Lady Bird Johnson dies at 94

A quiet Texas woman who once turned down a class valedictorian's medal because she feared public speaking, Lady Bird Johnson found herself pulled suddenly into service as first lady when her husband Lyndon B. Johnson became president amid tragedy.

Along with tenaciously supporting his public service, she was a champion for the environment and the preservation of native plants and wildflowers.

When she died Wednesday, at age 94, Mrs. Johnson was remembered as loving and gentle, yet strong in spirit and in her dedication to her family and her passion for nature.

The cause of death was "respiratory failure, actually natural causes when you get right down to it," said family friend and spokesman Neal Spelce.

"Mrs. Johnson was a true, strong Texas woman," Spelce said, comparing her to historic Texas political women like Ann Richards and Barbara Jordan. "Mrs. Johnson personified that strength, but yet she did it with a very genteel, gracious, quiet, soothing exterior."

She spent her final hours in her Austin home, beside family and friends who sang hymns, read from the Bible and reminisced, he said. Dr. Marci Roy, a neurologist who treated Mrs. Johnson for several years, said in a statement released by the family that it was the most peaceful death one could hope for.

"It's the end of a long, well-lived life," Roy said.

Mrs. Johnson returned home late last month after a week at Seton Medical Center, where she'd been admitted for a low-grade fever.

She was hospitalized with a stroke in 2002 that made speaking difficult. But even after that she continued to make public appearances and in May attended an event at the LBJ Library and Museum featuring historian Robert Dallek.

Her love for the environment and the preservation of native plants and wildflowers remained, despite her medical setbacks. She occasionally visited the Lady Bird Johnson Wildflower Center she founded and delighted in the wildflowers around Austin's Town Lake, the AP reports.

After Johnson died of a heart attack in 1973, Lady Bird shunned active party politics.

In 1988 she received the Congressional Gold Medal for her environmental and humanitarian work, becoming the first wife of a president to do so.

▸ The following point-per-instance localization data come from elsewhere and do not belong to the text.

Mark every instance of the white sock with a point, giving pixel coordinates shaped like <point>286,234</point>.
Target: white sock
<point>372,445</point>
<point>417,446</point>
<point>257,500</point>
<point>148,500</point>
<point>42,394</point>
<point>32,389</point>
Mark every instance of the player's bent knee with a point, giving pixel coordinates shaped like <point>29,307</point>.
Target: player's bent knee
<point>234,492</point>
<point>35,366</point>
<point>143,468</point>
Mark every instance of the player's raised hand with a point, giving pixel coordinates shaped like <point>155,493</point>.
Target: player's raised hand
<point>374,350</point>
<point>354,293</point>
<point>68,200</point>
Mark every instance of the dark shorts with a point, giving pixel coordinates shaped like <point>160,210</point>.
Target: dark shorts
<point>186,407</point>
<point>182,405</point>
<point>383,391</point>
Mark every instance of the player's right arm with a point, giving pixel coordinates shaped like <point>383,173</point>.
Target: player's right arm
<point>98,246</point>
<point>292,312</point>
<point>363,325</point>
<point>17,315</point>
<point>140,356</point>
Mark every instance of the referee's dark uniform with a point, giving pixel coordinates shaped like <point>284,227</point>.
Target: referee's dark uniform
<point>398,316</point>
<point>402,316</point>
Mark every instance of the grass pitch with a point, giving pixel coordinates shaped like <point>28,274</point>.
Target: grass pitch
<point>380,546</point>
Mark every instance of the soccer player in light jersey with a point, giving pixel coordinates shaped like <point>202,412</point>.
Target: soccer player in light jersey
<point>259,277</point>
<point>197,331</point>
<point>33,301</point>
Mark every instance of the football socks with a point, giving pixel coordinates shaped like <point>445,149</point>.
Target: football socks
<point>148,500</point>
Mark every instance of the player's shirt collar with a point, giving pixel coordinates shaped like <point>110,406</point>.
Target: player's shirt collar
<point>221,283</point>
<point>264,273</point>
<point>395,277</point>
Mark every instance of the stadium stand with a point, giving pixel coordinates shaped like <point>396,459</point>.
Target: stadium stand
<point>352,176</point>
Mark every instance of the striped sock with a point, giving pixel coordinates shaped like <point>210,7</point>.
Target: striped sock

Despite a 2002 stroke that affected her mobility and speech, she remained active in running a family business that operated radio and television stations in Austin for 60 years until 2003.

The Johnsons had two daughters, Lynda Bird, who is married to Charles Robb, the former Virginia senator and governor, and Lucy Baines, who is married to Ian Turpin. She had seven grandchildren -- six girls and one boy, Reuters reports.